Cannabidiol, or CBD, is the less-famous brother of tetrahydrocannabinol, or THC, the psychoactive element in cannabis. The plant was first employed medicinally — or for rituals — approximately 750 B.C., though alternative estimates exist.
THC and CBD are two of the plant’s over 100 cannabinoids. THC is psychoactive, but CBD may or may not be. THC can enhance anxiety; it’s unclear if CBD might reduce it. THC causes addiction and cravings; CBD may help people in recovery.
Hemp is cannabis with less than 0.3 percent THC. While last year’s Farm Bill legalized hemp, it also kept the FDA in charge of cannabis-derived products.
What is claimed?
CBD is said to help with anxiety, sadness, and PTSD. It also promotes sleep. The fact that CBD is “nonpsychoactive” and hence doesn’t get you high is part of its appeal (or the midnight pizza munchies).
Marketing is popping up like cannabis sprouts over the US. CBD is everywhere now, from oils and nasal sprays to lollipops and suppositories. “It’s the monster that has taken over the room,” said Dr. Brad Ingram, an associate pediatrician at the University of Mississippi Medical Center. He is directing a study using CBD to treat drug-resistant epilepsy in children and teenagers.
For its safety, cannabis has a lot of therapeutic potential, says James MacKillop, co-director of the Michael G. DeGroote Center for Medicinal Cannabis Research at McMaster University in Hamilton, Ontario.
After three randomized, double-blind, placebo-controlled clinical trials with 516 patients, the FDA authorized Epidiolex, a refined CBD extract, last year to treat uncommon seizure disorders in patients 2 years and older. These studies are the gold standard in medicine, where participants are randomly assigned to either a placebo or a drug group.
While other illnesses may be treated with the plant extract, Epidiolex is the only FDA-approved CBD-derived medicine. Cannabidiol has mostly been studied in animals, and its appeal has surpassed science. In a statement, Ryan Vandrey, associate professor of psychiatry and behavioral sciences at Johns Hopkins University School of Medicine, said:
Does CBD aid PTSD?
A four-minute conversation with little preparation time might be crippling for kids with social anxiety. For patients with social anxiety, CBD reduced uneasiness and cognitive impairment in a small study published in Neuropsychopharmacology.
Compared to the placebo group, healthy participants who were given CBD showed little to no change in their emotional reactions to unpleasant images or phrases. “A relaxing medicine should modify their responses to stimuli,” said Harriet de Wit, co-author of the study and professor of psychiatry and behavioral neuroscience at the University of Chicago. “No.”
Many troops return home scarred by battle and PTSD, avoiding certain activities, places, or persons. The VA is supporting the first study on CBD with psychotherapy.

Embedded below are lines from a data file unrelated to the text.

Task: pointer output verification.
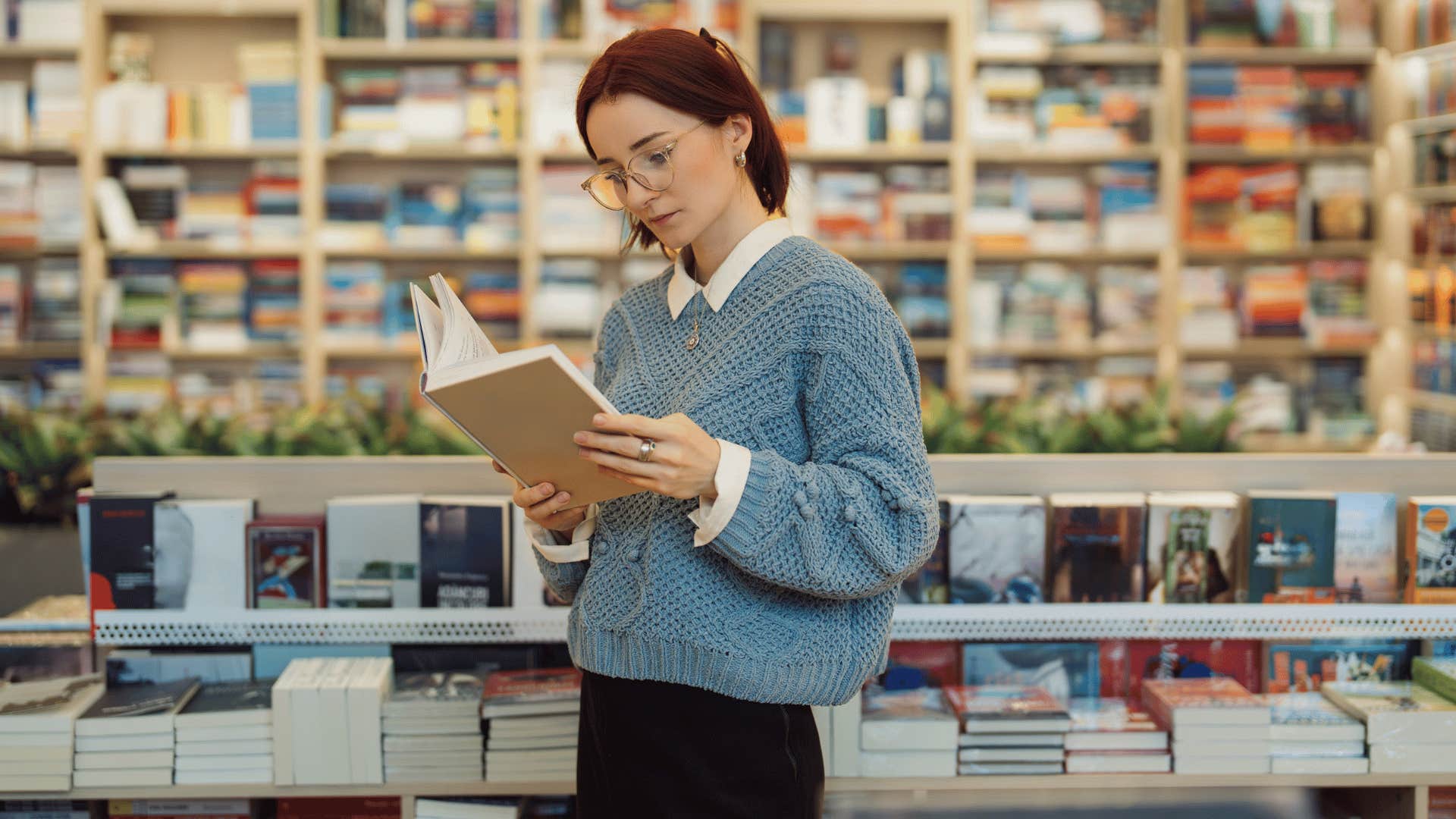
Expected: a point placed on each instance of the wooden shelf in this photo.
(34, 350)
(1273, 55)
(874, 152)
(1091, 55)
(379, 50)
(1057, 155)
(1305, 153)
(1316, 251)
(206, 152)
(892, 251)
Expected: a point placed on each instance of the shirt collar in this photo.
(746, 254)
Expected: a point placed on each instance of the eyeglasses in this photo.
(651, 168)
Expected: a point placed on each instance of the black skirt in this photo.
(663, 749)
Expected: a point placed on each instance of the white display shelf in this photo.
(1047, 621)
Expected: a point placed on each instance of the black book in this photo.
(137, 708)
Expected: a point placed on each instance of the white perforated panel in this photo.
(1049, 621)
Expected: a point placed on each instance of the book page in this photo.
(462, 340)
(428, 325)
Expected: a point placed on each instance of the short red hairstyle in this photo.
(693, 74)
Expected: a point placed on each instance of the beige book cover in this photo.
(520, 407)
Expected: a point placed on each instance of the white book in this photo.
(226, 748)
(1220, 764)
(228, 733)
(846, 738)
(245, 777)
(140, 777)
(1094, 763)
(1413, 758)
(443, 742)
(47, 706)
(27, 783)
(487, 394)
(199, 553)
(142, 742)
(1320, 765)
(235, 763)
(1216, 748)
(370, 686)
(1009, 755)
(908, 764)
(123, 760)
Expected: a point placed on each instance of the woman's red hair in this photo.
(698, 74)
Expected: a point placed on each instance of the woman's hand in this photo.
(683, 464)
(546, 510)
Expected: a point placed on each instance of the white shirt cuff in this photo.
(712, 516)
(579, 548)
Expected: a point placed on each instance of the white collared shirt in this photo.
(733, 465)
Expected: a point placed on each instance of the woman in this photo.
(772, 417)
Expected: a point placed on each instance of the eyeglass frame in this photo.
(667, 148)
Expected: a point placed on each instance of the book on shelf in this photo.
(472, 385)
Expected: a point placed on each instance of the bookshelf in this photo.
(187, 36)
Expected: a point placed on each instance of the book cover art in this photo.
(1191, 547)
(223, 697)
(200, 554)
(1292, 545)
(1095, 553)
(989, 703)
(998, 550)
(1366, 550)
(930, 583)
(1305, 668)
(937, 661)
(1430, 551)
(532, 686)
(1062, 670)
(465, 553)
(286, 563)
(121, 550)
(1190, 659)
(376, 558)
(146, 698)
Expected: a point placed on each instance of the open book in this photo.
(522, 407)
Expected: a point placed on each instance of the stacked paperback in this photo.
(530, 725)
(1216, 725)
(1114, 736)
(1008, 729)
(431, 729)
(127, 738)
(1308, 735)
(908, 733)
(224, 735)
(36, 730)
(1408, 727)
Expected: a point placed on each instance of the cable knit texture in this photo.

“Our top therapies try to break the relationship between recollections of trauma and the fear response,” said research principal investigator Mallory Loflin, an assistant adjunct professor at UC San Diego. “We believe CBD, at least in animal models, can speed up the process.” Despite large-scale clinical trials, psychologists say there isn’t enough evidence to recommend this treatment.
CBD with sleep disorders?
Are you up late at night watching puppy videos? According to Mr. MacKillop, co-author of a review on cannabinoids and sleep, one of the Epidiolex trials for epilepsy was drowsiness. “That may be a clue,” he remarked.
He warns that the negative effects could have been due to pharmaceutical interactions. There is no randomized, placebo-controlled, double-blind investigation on CBD and sleep problems.
Anxiety improved but not sleep in a recent study of 72 mental patients treated with CBD. “Overall, we did not find it to be a useful treatment for sleep,” said Dr. Scott Shannon, lead author of the review in The Permanente Journal.
Depression can affect sleep. A review in Journal of Chemical Neuroanatomy found that CBD helped rats cope better with stressful situations and reduced depressive-like behavior. An email discussion with Sâmia Joca, a fellow at the Aarhus Institute of Advanced Studies in Denmark and associate professor at the University of Sao Paulo in Brazil, revealed that CBD appears to function faster than traditional antidepressants. Although it is difficult to identify sadness in animals, Ms. Joca and her colleagues found that CBD-treated mice and rats were more resilient in chronic stress situations.
But without human trials, experts argue CBD’s antidepressant impact is simply a hypothesis, not a proven treatment.